When she was young, Goody Hallett loved a pirate who forsook her. Legend has it she killed their baby on the night of its birth, suffocated the thing in a barn, then was imprisoned and lost her mind and lured ships to crash on the Cape Cod rocks. In truth, said Temple, she gave the child in secret to a farmer’s wife. The wife kept a diary, which preserved the fact.
The baby is the mender’s great-great-great-great-great-great-great-grandfather.
The innermost chamber of her left ear notices powderpost beetles scratching in the roof joists, laying their eggs in the seams of the wood.
“Never forget,” said Temple, “that you descend from Black Sam Bellamy and Maria Hallett.”
But the mender would never tie a lantern to a whale. Like sailors and fishermen, she hates to swim.
The red morn betoken’d wreck to the seaman and sorrow to the shepherds, woe unto the birds, gusts and foul flaws to herdmen and to herds.
THE WIFE
Screaming screaming screaming. No stop no stop no stop.
“TURN!”
John wants her to play the record again; she will not do it. The whole morning has been records: yell scream yell scream, throw self on floor, starfish arms and legs “TURN!” no stop no.

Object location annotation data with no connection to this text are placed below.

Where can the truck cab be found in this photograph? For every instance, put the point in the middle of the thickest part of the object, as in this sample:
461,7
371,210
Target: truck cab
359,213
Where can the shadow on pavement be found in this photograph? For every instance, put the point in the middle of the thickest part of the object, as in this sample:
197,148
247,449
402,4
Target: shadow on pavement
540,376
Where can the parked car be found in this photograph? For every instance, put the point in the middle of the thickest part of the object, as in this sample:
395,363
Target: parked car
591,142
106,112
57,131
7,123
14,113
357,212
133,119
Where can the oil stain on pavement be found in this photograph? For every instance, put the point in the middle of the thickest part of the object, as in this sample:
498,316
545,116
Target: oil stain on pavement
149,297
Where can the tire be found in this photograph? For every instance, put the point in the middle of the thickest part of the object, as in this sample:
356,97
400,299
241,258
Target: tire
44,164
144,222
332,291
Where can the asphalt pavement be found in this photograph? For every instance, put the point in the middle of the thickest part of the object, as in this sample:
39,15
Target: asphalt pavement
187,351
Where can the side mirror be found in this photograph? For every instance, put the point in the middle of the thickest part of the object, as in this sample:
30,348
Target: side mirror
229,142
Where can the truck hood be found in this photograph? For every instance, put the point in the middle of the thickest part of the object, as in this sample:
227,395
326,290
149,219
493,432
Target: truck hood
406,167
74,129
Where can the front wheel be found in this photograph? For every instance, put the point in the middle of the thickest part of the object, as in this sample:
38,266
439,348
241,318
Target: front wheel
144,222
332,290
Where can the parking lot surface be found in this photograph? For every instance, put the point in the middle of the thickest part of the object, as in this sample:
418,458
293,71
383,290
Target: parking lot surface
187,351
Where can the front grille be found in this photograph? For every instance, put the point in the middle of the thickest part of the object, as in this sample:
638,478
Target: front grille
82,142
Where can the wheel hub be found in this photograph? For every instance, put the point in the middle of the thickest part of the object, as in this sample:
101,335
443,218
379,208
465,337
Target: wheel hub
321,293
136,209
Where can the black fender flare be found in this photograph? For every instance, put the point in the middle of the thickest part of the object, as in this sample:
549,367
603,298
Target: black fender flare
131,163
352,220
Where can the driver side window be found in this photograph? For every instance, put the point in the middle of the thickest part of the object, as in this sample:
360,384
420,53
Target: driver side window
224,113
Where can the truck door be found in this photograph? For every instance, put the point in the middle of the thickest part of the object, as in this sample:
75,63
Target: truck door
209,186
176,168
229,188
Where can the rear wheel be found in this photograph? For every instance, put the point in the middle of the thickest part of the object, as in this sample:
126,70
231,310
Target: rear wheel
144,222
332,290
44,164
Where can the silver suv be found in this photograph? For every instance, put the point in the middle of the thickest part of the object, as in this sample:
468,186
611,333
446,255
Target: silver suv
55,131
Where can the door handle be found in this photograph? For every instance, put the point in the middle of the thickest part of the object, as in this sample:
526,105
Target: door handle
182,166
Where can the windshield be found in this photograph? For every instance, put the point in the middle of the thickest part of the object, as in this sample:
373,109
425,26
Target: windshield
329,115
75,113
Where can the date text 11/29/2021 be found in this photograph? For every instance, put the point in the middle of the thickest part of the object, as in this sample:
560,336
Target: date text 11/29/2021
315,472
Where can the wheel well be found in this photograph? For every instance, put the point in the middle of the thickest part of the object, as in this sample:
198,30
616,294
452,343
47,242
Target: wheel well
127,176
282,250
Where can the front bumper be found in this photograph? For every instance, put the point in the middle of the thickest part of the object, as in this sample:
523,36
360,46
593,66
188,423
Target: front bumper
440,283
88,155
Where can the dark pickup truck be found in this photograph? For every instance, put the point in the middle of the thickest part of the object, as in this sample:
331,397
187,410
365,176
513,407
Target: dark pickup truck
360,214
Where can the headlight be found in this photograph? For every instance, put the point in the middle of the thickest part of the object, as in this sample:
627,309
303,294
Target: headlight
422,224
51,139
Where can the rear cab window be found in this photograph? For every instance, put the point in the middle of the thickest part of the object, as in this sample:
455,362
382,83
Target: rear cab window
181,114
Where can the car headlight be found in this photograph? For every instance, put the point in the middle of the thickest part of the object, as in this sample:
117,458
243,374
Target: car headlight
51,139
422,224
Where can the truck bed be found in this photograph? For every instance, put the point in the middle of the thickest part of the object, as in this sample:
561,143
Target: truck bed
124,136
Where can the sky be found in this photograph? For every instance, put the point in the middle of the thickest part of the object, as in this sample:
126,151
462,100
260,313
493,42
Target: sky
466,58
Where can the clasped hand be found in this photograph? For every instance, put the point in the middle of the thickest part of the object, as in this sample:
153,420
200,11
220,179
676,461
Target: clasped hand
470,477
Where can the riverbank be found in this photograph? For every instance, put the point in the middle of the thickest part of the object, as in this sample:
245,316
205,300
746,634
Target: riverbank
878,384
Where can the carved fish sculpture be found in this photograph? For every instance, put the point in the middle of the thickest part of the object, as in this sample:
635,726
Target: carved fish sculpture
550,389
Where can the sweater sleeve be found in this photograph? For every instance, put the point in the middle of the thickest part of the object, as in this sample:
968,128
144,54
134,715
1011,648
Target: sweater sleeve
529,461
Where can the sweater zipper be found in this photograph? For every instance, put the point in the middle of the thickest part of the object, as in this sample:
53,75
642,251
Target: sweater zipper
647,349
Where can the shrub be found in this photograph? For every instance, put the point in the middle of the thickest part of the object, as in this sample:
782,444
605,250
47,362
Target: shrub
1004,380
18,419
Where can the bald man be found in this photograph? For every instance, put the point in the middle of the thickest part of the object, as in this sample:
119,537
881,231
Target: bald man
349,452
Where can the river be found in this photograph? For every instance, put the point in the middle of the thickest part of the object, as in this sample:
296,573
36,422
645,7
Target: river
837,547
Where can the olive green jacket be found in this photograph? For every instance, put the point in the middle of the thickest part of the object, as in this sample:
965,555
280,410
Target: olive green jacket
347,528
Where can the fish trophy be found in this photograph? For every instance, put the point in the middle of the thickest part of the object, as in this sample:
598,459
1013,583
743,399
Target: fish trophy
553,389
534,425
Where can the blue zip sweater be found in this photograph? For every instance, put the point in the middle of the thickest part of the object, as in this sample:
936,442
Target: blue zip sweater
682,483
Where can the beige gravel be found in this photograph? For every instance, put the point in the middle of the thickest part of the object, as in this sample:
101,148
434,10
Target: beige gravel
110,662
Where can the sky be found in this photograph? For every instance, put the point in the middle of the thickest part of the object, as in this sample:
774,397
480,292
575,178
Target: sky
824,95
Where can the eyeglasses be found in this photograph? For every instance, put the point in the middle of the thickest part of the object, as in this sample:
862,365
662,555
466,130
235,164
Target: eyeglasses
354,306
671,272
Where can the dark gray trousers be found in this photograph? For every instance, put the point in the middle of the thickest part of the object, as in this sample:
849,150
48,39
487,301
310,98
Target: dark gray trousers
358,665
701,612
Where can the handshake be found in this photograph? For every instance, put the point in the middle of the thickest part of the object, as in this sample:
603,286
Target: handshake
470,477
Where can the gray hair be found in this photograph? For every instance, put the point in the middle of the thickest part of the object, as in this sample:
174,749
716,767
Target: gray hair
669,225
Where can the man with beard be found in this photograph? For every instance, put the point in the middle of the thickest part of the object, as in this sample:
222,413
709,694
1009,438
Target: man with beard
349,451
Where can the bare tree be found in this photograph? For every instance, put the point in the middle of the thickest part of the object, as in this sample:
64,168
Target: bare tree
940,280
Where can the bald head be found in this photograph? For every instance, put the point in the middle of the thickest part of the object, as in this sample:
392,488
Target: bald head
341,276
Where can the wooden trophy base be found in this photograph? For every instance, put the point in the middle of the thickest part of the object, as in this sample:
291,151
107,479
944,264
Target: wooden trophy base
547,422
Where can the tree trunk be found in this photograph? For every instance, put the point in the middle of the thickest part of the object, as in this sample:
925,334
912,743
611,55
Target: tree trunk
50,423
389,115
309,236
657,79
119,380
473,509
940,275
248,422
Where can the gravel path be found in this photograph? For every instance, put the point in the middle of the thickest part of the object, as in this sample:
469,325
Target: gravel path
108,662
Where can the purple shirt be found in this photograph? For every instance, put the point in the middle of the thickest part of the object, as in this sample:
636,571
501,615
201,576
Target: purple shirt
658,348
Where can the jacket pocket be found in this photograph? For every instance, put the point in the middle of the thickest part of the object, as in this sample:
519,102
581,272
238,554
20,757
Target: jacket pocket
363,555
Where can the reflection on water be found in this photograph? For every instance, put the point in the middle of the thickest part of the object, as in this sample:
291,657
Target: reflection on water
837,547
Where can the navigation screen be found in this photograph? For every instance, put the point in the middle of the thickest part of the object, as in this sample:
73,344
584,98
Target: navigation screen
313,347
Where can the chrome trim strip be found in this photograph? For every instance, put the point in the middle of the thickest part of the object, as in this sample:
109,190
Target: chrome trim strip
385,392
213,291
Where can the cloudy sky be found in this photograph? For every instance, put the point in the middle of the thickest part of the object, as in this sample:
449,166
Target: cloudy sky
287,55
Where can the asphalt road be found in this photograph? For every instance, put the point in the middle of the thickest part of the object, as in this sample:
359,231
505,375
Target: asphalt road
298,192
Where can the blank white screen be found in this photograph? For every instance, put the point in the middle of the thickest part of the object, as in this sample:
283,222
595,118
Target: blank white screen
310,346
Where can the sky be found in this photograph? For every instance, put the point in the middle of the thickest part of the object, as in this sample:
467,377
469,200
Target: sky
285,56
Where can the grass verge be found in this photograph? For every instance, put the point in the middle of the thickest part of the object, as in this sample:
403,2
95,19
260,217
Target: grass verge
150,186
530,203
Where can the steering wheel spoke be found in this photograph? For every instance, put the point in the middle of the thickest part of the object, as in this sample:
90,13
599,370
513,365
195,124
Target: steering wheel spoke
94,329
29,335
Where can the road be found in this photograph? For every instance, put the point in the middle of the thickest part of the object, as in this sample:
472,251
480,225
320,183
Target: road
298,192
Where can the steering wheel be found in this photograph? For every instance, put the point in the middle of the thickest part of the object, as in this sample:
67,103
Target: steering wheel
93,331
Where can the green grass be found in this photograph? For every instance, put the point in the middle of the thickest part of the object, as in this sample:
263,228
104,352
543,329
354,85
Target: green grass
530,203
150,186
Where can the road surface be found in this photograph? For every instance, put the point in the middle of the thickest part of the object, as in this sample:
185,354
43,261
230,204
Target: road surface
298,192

“Mommy turn it Mommy turn it Mommy turn it Mommy …”
She has reasoned, she has implored, she has ignored, she has worried her eardrums will be actually damaged; and now she says, “Shut the fuck up,” which makes no difference to John, still screaming and starfishing, but Didier yells from the dining room, “Don’t say that to him!”
“Either come and deal with him yourself,” calls the wife, “or fuck off.”
Her husband stomps in, lifts the dustcover, sets the needle on the record, unleashes a bouncy guitar.
John goes quiet, wetly heaving.
“We are the dinosaurs, marching, marching.
“We are the dinosaurs. Whaddaya think of that?”